É fundamental começar por aí, pelo ensino. Eu, que vivi em Moçambique e passei algum tempo no Brasil, sempre vi com tristeza a política expansionista de outros países, mais modernos e despertos para esta realidade , ultrapassando vezes sem conta a nossa velhinha e amorfa implantação. Recordo-me, da política fechada da Escola Portuguesa de Moçambique, que ia acumulando listas de espera por não existirem mais do género enquanto ao lado nasciam e cresciam a Inglesa, a Americana , a Francesa, Chinesa, Sul-Africana e mais recentemente Italiana e até a Sueca. Nunca soubemos utilizar o excesso de professores que temos em Portugal dando-lhes incentivos concretos, plasmados em oportunidades para o crescimento da nossa aprendizagem por esse Mundo lusófono. Nem sequer apoiamos de forma incisiva a circulação de estudantes e académicos no estudo do Português. É fundamental preservarmos o nosso património histórico com políticas que a tornem apelativa e que faça valer a pena aprender. Portugal tem que perceber rapidamente que África é o futuro e que é através de uma difusão assertiva e inteligente que podemos almejar sucesso em áreas tão díspares como a cooperação económica e empresarial; segurança alimentar; energia; turismo; ambiente; oceanos e plataformas continentais; cultura; educação; ciência, tecnologia e ensino superior como sempre quisemos.

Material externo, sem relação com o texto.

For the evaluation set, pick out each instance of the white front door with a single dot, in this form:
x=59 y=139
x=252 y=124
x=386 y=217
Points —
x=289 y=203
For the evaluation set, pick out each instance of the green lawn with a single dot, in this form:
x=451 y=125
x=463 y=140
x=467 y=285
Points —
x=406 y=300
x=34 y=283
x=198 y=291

Também na transição digital existem muitos passos e desafios pela frente. É preciso perceber que vivemos hoje no Mundo do online. Na verdade a maioria das transacções comerciais e uma parte significativa das relações sociais migraram para a rede, onde são mais rápidas e baratas. Também aqui, continuamos excessivamente conservadores. Em 2010, o escritor cabo-verdiano Germano Almeida (Prémio Camões) dizia que os portugueses se achavam “donos da língua”. Não é mentira nenhuma. Nós devemos ser os primeiros defensores dela, mas deixá-la partir para o Mundo. O multiculturalismo que nos caracteriza tem que ser aprofundado de uma forma dinâmica para acolher a diversidade e para derrubar fronteiras. Não nos devemos esquecer que a língua portuguesa sempre foi um veiculo para a paz e para a democracia e também aqui devemos estar mais atentos e activos. Não é normal o que se passa no Norte de Moçambique onde forças terroristas já vitimaram mais de 500 civis. Devemos ser mais solidários e diligentes na defesa dos nossos.A língua é porventura o mais poderoso dos laços que une os povos que a utilizam. Vive na história, na sociedade e no mundo. Não nos esqueçamos que a saudade, (essa palavra de que tanto nos orgulhamos) é o amor que fica. E esse amor que vem plasmado nas nossas expressões merece ser acarinhado. Urge por isso uma verdadeira visão estratégica que honre os nossos princípios, que suporte a nossa diáspora e nos ajude a construir uma política externa que abra caminhos e nos conduza “através da promoção da eficácia, da sustentabilidade e da qualidade das relações de parceria que queremos desenvolver.”